Where The Wild Things Are
Wow. I really didn't like this.
First the good stuff. I've really fallen in love with artfully-handheld camerawork the last year or two. I mean, Lance Acord's work here isn't on the level of Malick/Lubezki or Dante Spinotti or the like, but it's a very pretty movie. And the Wild Things themselves are wonderful creations.
And that's it for the good stuff. At first, my problems were pretty contained with the first 10 minutes in the "real world." I think, if you're making a 2 hour Wild Things movie, you can really afford to spend more than 10 minutes setting up everything like this. It's like Jonze really couldn't be bothered with the mundane normal stuff and just did his damnedest to condense Max's life into a super-quick prologue to the fun stuff. And technically he succeeded, but I think the beginning suffers from an unnecessary reliance on worn storytelling cliches and a distinct lack of believability in the early characterizations. I was disappointed. But then Max ran away and went to the island and things were pretty and cool-looking and goofy and all was going to be well for the remainder of the film.

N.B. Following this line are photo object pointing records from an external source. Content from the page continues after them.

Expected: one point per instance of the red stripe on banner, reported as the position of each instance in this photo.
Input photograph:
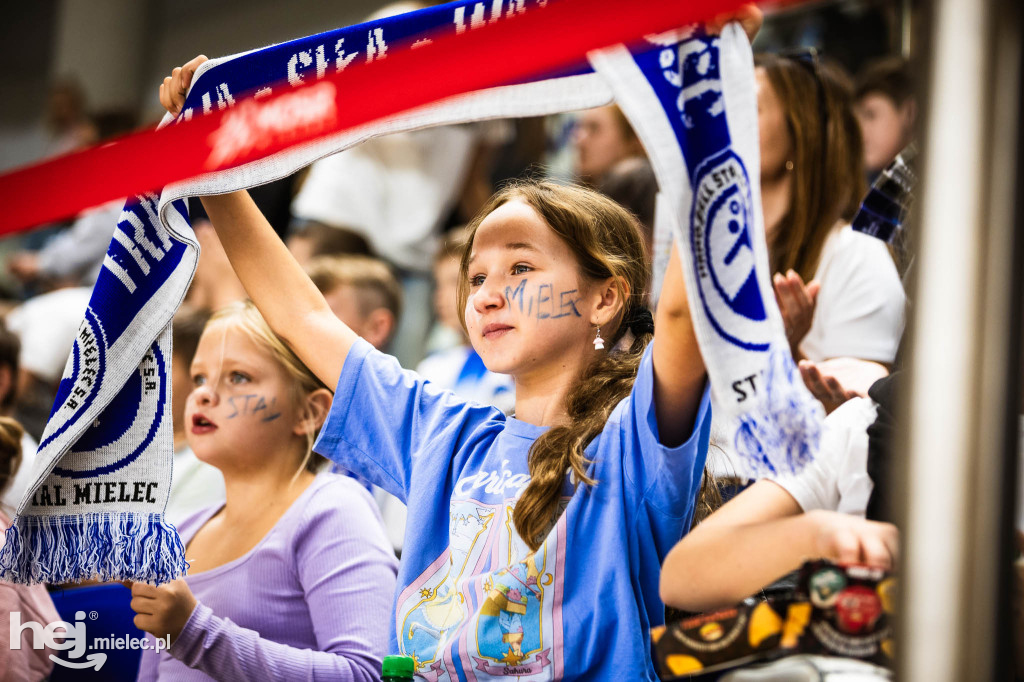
(514, 49)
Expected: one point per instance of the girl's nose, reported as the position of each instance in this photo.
(489, 296)
(205, 395)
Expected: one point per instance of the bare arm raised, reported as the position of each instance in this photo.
(276, 284)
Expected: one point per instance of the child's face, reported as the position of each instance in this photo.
(241, 412)
(526, 310)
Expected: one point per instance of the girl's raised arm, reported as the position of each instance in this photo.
(275, 283)
(679, 369)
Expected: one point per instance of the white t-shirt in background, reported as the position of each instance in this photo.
(861, 305)
(837, 479)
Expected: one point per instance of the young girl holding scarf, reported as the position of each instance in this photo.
(292, 577)
(535, 541)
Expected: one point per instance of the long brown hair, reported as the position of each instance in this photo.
(827, 158)
(607, 242)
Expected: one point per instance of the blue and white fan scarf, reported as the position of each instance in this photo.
(103, 469)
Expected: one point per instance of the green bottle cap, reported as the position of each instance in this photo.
(399, 667)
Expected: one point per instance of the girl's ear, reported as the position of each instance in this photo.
(314, 410)
(610, 295)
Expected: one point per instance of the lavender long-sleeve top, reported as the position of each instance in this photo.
(311, 601)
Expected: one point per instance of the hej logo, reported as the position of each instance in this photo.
(71, 637)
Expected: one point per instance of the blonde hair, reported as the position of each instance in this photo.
(245, 317)
(607, 242)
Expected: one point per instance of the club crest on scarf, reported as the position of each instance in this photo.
(697, 120)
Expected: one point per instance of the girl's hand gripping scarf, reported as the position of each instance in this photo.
(103, 468)
(692, 102)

Except that only lasted about 15 minutes, then I began to feel fatigued again. Honestly, it's all really well-crafted, but there's almost zero depth to this thing, which is sort of predictable given the adaptation. However, I think it all could have worked if a filmmaker had gone to the whole further extreme with this material and made a total pure-cinema visual excursion... but of course that wouldn't lend itself to such a marketable hipster pop culture commodity like this is. I simply defy anyone to make the argument this film should have been anything longer than 30 or 40 minutes. It might have been fantastic at that length, as none of the narrative weaknesses would have been so magnified and might have maintained the simple charm of the original book.
I will say, I liked the couple moments early on in the Wild Thing Kingdom or wherever, that rather deftly hinted at the hidden dangers under the surface of the story. I might have liked a bit more of that as well. Oh, and also, might have liked a bit less Karen O. Like, a ratio closer to "none whatsoever." Please.